Abstract:
Science gateways have gained increasing attention in the last years from
diverse communities. Science gateways are software solutions that bring
out the integration of reusable data and specialized techniques via Web
servers while hiding the complexity of the underlying high-performance
computing resources. Several projects and initiatives have been started
worldwide to develop frameworks that support the broad range of key
scientific domains. Biological sciences are undergoing a revolution
since novel technologies, such as next-generation sequencing, allow data
generation in exascale dimensions. Bioinformatics covers a wide range
of important applications in health, diversity, and life sciences with
the understanding of the high-performance computing culture to
accelerate the transition of computational simulations of biological
systems at all scales.
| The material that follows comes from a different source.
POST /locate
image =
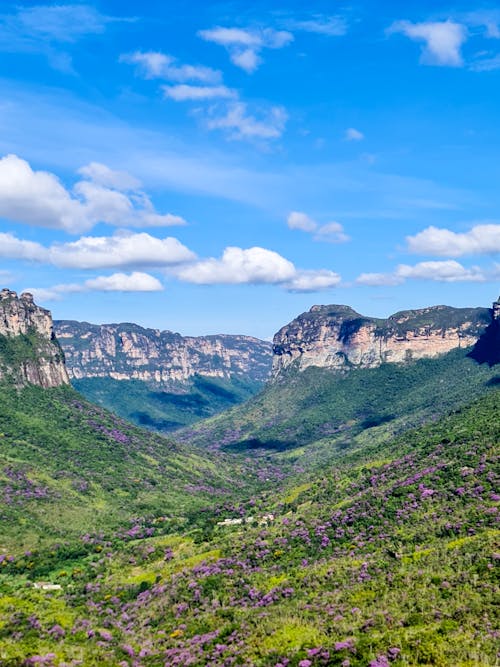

The article introduces the BioinfoPortal gateway, its architecture, functionalities, and the integration to the CSGrid
middleware used to manage the high-performance computing environment of
the Brazilian National High-Performance Computing System, SINAPAD,
including the Santos Dumont supercomputer. We present a discussion about
the challenges of integrating BioinfoPortal and CSGrid
framework, which considers the general process of the installation,
configuration, and deployment. Finally, we present the findings of the
performance analysis of high-performance computing applications,
presenting how machine learning was applied to optimize the
functionality of BioinfoPortal based on recommending predictive models for the efficient allocation of resources obtained over 75% of performance efficiency.